Some of the largest investors in gun companies are average Americans who own index funds in their workplace retirement plans. If you have a 401(k) plan with Vanguard Group, in all likelihood you own gun stocks — and you’ve done well off it.[..]

The AR-15 assault rifle has the speed, accuracy, and power of no prior civilian weapon, shooting up to 45 rounds per minute.

Most observers agree that any true gun control reform will need to first come out of the Senate. Using a baseline of the 2013 vote on expanded background checks after the killings in Newtown, Conn., the dynamics of the gun debate would likely change dramatically if the six senators pictured here [see the link above] are either ousted come November — or if they could be persuaded to change their vote. Other Senate races to watch include Illinois, Pennsylvania, Colorado, and Nevada [..].
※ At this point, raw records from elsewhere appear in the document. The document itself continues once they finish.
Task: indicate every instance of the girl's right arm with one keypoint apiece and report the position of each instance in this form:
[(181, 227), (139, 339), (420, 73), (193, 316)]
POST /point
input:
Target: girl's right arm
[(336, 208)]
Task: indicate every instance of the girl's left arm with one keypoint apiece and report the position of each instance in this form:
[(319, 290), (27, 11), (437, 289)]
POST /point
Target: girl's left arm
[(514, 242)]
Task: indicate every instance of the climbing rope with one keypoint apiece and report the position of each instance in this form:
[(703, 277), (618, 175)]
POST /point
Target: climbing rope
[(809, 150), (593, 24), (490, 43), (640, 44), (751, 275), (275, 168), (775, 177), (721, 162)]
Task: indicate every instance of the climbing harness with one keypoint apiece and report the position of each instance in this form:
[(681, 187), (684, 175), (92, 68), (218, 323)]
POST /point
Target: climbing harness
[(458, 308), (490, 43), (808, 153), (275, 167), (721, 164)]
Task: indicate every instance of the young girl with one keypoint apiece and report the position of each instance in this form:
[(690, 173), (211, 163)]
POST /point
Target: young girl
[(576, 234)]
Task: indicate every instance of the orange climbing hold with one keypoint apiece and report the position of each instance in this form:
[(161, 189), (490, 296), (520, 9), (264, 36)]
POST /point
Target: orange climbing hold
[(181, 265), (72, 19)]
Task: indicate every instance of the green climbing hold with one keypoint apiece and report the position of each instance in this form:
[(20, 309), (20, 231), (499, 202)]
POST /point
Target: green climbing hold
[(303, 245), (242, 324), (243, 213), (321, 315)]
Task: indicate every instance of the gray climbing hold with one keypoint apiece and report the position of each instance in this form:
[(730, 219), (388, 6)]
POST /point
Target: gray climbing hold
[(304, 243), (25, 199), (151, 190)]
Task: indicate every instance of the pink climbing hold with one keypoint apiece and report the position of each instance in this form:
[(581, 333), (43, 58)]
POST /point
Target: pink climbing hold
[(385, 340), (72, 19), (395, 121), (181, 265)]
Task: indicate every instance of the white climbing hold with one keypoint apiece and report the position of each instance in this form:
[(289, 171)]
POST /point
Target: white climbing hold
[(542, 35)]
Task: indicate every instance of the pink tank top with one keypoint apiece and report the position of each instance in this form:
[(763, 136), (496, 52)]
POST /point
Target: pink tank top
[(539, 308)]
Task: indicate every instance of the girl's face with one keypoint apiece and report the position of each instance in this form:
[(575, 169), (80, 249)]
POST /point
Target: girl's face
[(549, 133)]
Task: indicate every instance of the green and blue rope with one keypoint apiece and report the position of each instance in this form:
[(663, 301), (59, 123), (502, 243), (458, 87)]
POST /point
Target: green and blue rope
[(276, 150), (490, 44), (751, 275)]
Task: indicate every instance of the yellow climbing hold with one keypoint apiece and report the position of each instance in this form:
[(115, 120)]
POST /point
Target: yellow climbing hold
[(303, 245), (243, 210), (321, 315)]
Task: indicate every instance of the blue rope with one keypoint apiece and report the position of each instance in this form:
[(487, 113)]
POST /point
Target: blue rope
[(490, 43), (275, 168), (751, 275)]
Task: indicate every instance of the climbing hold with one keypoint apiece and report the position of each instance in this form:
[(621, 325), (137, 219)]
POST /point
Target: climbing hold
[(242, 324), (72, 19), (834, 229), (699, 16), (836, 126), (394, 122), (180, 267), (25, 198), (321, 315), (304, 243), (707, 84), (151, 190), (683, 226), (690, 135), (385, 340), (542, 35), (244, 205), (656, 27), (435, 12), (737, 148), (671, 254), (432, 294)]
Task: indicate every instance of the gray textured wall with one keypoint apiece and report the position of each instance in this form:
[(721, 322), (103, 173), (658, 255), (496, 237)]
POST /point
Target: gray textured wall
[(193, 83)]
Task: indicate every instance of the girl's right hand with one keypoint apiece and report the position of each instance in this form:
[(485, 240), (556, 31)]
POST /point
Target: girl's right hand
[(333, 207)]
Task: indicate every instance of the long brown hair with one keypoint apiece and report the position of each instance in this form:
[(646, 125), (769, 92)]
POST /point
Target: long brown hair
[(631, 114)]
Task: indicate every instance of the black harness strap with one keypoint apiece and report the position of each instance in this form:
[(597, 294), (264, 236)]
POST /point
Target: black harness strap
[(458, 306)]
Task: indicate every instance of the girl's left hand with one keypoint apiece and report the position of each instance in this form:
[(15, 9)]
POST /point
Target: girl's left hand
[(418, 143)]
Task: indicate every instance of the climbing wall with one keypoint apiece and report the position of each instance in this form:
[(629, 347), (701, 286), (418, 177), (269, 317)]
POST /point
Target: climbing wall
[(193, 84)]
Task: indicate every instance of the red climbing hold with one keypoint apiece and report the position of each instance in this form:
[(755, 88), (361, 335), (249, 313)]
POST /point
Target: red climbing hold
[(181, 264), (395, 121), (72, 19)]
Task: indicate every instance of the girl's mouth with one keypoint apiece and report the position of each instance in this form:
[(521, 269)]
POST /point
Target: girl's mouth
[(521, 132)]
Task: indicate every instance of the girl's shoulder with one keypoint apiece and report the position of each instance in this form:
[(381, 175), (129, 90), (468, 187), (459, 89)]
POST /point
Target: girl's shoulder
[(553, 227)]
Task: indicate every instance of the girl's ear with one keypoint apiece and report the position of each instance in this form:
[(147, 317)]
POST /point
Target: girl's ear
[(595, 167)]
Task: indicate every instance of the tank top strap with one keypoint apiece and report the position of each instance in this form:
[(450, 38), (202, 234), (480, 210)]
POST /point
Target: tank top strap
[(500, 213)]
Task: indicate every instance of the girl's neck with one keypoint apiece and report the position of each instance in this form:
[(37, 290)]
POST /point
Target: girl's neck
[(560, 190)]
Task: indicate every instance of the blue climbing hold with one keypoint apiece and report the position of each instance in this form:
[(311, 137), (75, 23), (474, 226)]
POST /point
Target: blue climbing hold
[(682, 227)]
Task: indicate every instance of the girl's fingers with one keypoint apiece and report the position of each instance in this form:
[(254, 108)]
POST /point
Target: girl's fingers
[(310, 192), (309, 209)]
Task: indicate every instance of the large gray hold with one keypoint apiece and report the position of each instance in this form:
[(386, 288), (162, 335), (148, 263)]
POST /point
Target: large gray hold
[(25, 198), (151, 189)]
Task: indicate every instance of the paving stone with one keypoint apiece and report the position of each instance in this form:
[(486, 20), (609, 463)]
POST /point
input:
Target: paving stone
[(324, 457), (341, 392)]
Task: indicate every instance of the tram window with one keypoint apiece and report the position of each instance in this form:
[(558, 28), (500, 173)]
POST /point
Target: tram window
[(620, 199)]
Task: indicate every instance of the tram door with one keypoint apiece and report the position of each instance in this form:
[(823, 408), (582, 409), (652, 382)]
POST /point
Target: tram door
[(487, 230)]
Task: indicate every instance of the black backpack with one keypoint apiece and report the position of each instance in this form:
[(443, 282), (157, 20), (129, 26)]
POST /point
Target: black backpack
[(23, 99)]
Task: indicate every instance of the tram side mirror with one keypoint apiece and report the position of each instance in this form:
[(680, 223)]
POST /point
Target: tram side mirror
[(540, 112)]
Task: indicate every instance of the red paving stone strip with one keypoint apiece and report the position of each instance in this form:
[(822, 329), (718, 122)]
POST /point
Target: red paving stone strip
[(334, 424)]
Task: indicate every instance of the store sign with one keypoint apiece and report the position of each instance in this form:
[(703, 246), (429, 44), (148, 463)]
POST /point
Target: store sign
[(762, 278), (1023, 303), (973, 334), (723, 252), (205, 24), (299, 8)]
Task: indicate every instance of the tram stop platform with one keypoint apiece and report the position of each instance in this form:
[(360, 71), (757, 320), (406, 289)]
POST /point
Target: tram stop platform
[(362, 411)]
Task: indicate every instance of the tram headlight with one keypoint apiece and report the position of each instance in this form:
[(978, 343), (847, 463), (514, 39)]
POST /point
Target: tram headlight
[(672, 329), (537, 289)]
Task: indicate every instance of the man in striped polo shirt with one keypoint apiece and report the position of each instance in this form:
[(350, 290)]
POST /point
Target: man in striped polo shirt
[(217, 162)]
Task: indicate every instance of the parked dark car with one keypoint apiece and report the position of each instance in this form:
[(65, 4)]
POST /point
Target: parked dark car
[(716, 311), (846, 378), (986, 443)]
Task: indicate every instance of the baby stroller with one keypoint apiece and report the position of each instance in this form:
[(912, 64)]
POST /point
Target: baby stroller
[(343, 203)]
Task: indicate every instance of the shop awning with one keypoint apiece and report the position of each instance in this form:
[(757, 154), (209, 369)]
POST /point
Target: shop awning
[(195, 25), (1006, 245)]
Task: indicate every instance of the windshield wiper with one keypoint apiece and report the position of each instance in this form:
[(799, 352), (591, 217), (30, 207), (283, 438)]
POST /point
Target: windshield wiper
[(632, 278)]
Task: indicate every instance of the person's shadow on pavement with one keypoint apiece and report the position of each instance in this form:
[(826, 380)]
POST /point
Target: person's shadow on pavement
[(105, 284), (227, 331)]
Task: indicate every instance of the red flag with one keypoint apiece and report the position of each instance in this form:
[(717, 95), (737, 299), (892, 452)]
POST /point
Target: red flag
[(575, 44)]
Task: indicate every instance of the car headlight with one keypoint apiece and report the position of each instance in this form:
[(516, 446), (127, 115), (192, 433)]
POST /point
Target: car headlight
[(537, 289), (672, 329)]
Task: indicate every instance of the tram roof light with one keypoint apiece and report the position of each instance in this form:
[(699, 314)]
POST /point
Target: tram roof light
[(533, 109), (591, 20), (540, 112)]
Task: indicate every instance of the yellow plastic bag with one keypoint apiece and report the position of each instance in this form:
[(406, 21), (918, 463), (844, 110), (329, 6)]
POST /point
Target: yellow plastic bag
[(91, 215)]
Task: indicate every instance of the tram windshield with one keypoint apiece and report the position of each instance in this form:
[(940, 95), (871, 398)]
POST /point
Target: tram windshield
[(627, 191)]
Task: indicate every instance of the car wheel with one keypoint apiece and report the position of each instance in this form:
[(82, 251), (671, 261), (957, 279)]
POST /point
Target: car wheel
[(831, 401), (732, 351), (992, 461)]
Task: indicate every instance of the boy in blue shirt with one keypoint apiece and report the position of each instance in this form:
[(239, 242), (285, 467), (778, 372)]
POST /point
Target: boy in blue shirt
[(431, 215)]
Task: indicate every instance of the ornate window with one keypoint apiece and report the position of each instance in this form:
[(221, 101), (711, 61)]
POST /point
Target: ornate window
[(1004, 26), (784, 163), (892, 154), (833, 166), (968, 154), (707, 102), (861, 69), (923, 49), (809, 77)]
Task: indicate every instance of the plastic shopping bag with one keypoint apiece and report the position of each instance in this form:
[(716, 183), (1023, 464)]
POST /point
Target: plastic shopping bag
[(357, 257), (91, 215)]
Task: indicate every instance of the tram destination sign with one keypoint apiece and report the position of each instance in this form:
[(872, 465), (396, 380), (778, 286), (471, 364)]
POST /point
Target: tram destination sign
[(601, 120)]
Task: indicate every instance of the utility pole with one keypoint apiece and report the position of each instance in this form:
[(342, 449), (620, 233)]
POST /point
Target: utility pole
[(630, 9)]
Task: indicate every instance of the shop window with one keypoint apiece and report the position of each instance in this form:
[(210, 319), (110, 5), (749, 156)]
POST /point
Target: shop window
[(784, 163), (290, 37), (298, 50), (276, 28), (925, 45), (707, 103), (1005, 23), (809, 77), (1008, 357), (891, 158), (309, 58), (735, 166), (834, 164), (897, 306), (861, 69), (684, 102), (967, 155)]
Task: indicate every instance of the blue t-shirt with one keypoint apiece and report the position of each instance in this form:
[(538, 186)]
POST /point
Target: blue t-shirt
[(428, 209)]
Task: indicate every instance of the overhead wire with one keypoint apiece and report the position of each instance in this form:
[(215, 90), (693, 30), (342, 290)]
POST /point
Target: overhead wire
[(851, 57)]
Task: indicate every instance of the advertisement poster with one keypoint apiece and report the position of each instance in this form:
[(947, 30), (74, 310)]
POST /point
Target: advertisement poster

It is shocking that a democracy as mature as ours is fundamentally unable to have an adult conversation about guns — as if the Second Amendment has sentenced us all to an unending argument about how many angels fit onto the head of a firing pin.

AR-15 Owner

I’ve had enough. This is enough for all time. When criminals kill each other their families mourn. Their communities may mourn if they were young but everyone knows why they died. For the most part, they died because they took up the gun against other people who had taken up the gun. There is no mystery even if some say there is. But Orlando is different. Shootings at schools are different. These events are acts of execution, not battles. They are no different from the guillotine, one lined up after another and sent to the next world.

And they are that way for one reason. Capacity.

I can go out right now and buy a 100 round magazine for my AR-15. It costs only $119. I could buy two. For barely over $300 I could buy three and carry 300 rounds on me attached to a tactical vest. I would barely ever have to reload. I could hold off police. I could shoot anyone who charged me and tried to stop me. There would be no respite and break where I would have to take a few seconds to stop and change magazines. If they were close enough together then I could kill hundreds in minutes.

See, this is the dirty secret that gun owners know. We know that, for the most part, non-gun owners don’t understand guns. We know that you don’t know how to deter these shootings. We know that non-gun owners will call for psych evals (the government can’t force people to go to the doctor to exercise a constitutional right), insurance (you can’t pass a law that alienates the poor from their constitutional rights), confiscation (who wants to be the first in line to confiscate 350 million weapons even if Congress did repeal the 2nd Amendment). We know that it is the things that cannot happen that will be the things gun control advocates will call for.